How to detect metasploit reverse shell?

G

gremlintv22018-08-07 09:57:59

iptables

gremlintv2, 2018-08-07 09:57:59

1) Will lsof -i help?
2) Can this backdoor be burned by an updated antivirus (clamav or others)? If yes, then how?
3) Can Snort (or other IDS) help to detect a backdoor? Are there universal rules for Snort?
4) How can iptables (or another fw) be used in this case, so as not to the detriment of site visitors to block such activity?
5) Will SElinux help out in this case?
6) how can such activity be burned through processes?
Thank you!
PS: I googled.. I searched... But the impressions from what I read are molten - some are glad that they created undetectable malware, others offer some kind of dances with a tambourine around tcpdump and filtering traffic by signatures, they offer a similar story in the case of Snort... IMHO: I'll wash nonsense.

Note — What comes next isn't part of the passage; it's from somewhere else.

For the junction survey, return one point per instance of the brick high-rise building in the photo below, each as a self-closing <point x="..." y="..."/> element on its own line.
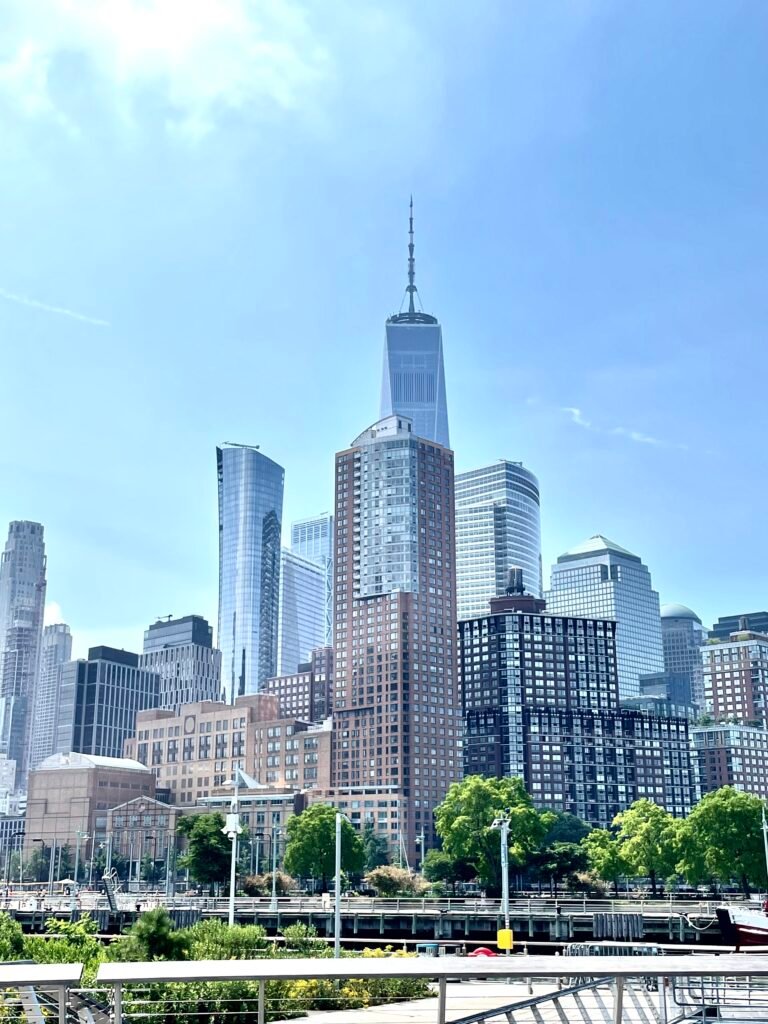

What can you advise from your experience?

Reply

Answer the question

In order to leave comments, you need to log in

1 answer(s)

P

PrAw, 2019-03-16
@gremlintv2

As a matter of fact, it won't work.
Options:
1. Thorough traffic spying with the help of systems that analyze giblets of packets and raise an alarm in case of any deviations.
For digging, this implies the requirement to decrypt any https traffic, that is, that little fun task. If the traffic could not be decrypted or inside is not what was expected - CUT.
A very expensive option. It will require hardware and software or a free + cool admin or a paid and not very cool admin.
2. Whitelists - where you can connect.
on 6:
most often it will resemble the typical operation of the system, therefore it is problematic.